Yesterday saw two interesting events. First was the shameful outing by Vanguard. The Vice President had signalled that he will not allow rent-seekers toy with his immaculate reputation and the within hours, Vanguard issued a retraction and an apology. I, like many, do not buy their mischievous apology but that’s up to Prof Osinbajo.
Embarrassed and crestfallen, the disgruntled Mischief Makers of the Federation sped off to New York where they sought to rejig their bad day with President Buhari, as usual. At least, they know he will not respond to their mischief. That led us to what became the second interesting event of the day.

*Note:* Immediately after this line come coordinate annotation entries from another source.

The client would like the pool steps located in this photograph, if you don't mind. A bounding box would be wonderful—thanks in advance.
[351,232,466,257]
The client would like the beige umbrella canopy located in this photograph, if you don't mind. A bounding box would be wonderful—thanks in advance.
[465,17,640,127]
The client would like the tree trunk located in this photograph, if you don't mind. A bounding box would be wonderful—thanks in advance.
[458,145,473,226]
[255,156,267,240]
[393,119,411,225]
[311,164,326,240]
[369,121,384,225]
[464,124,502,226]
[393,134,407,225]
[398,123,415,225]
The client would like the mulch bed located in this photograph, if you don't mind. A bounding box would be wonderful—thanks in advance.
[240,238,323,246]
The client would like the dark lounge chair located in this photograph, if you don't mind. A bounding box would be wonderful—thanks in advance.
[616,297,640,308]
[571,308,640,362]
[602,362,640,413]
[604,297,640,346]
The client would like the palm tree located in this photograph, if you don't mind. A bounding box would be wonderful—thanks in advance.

Over there in New York, the president had attended the United Nations Climate Action Summit the previous day, in which he was billed to speak. Seated with other participants, which included the Governor of the Bank of England, Mark Carney, the presenter introduced President Buhari and invited him to highlight Nigeria’s Climate Action pathway for a resilient future, given our huge young population.

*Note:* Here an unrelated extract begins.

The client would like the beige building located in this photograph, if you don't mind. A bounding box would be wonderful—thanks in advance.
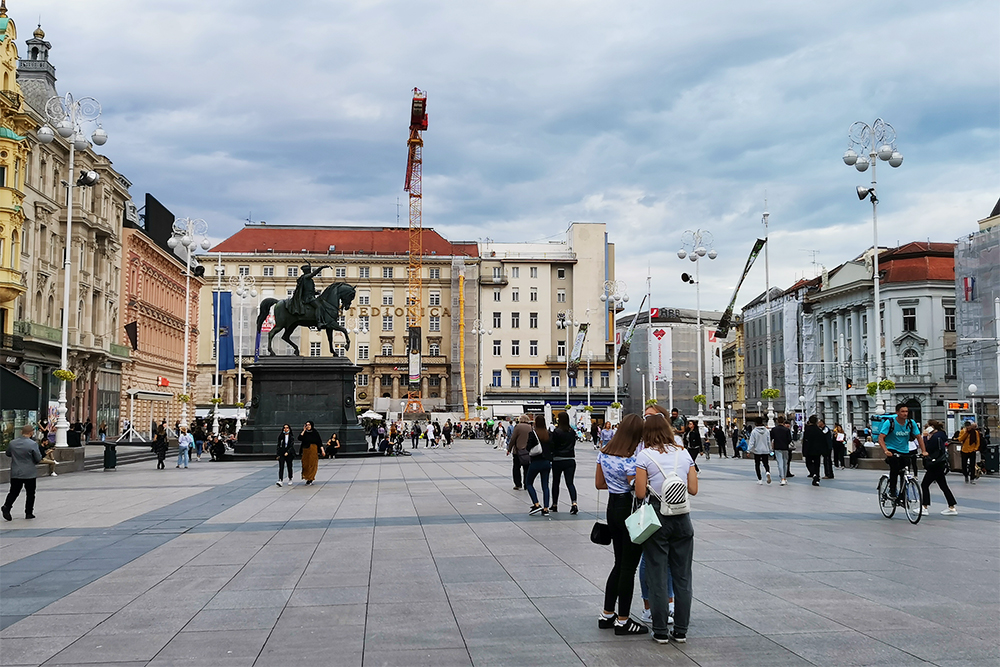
[476,222,615,416]
[196,223,479,414]
[8,22,131,434]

The president did just that and perfectly too – highlighted what Nigeria has done, what we’re doing and what we intend to achieve. He set out the goals, targets and timelines.
He started off with observing protocols, then aligned himself to the sentiments of the UN Secretary-General that the world is on the verge of a climate catastrophe and posited categorically that Climate Change is a human-induced phenomenon. He reinforced Nigeria’s commitment to the Paris Agreement and stated that we intend to expand the scope of our Sovereign Green Bond (recall that Nigeria was the first country to issue the Green Bond). He promised the inclusion of more youths in the decision-making process as part of the climate governance architecture. He pointed out the drive to recharge the Lake Chad to save the livelihoods of over 40 million residents around the basin, plant more trees to enhance our carbon sink and diversify electricity generation by sourcing more sustainable and climate-friendly alternatives, away from gas-powered outputs. He reeled out our plan to realise a 30% renewable energy mix by 2030, with a view to cut down about 179 million tons of carbon dioxide annually by the same year.

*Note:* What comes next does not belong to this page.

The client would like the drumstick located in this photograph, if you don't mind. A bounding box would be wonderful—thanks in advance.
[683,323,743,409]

All these were about Nigeria’s efforts towards saving the planet and pushing back the devastating effects of climate change. Those were what he was asked to highlight and those were what he promptly highlighted. It was not a question and answer session.
So, I ask, where is the disconnect?
I have a feeling that many of those sharing the video and obfuscating on the issue have not bothered to watch it or paid due attention to actual details of the president’s speech. I had asked a few and none could identify any disconnect from the speech but they still thought he didn’t answer a question. Even his first two sentences had climate change in them but some educate Nigerian illiterates have perfected the art of being arrogant in their ignorance.
A few are irked that he read from a paper and I responded to one that it was an obvious indication that he delivered a speech, as opposed to an assumed interview session. These are very simple observations if any had perused the schedule of events posted online at www.un.org but the reality is that you risk exposing your backside when in a hurry to abuse or ridicule someone.
Finally, I do not share the views of those who think the video was doctored. The video I saw is in order and Mr President’s speech is equally in order, but we have too many pseudo-intellectuals in Nigeria who rush to mould opinions and unnecessarily distort reason. Nevertheless, if you identify the disconnect, I’ll be very obliged to learn.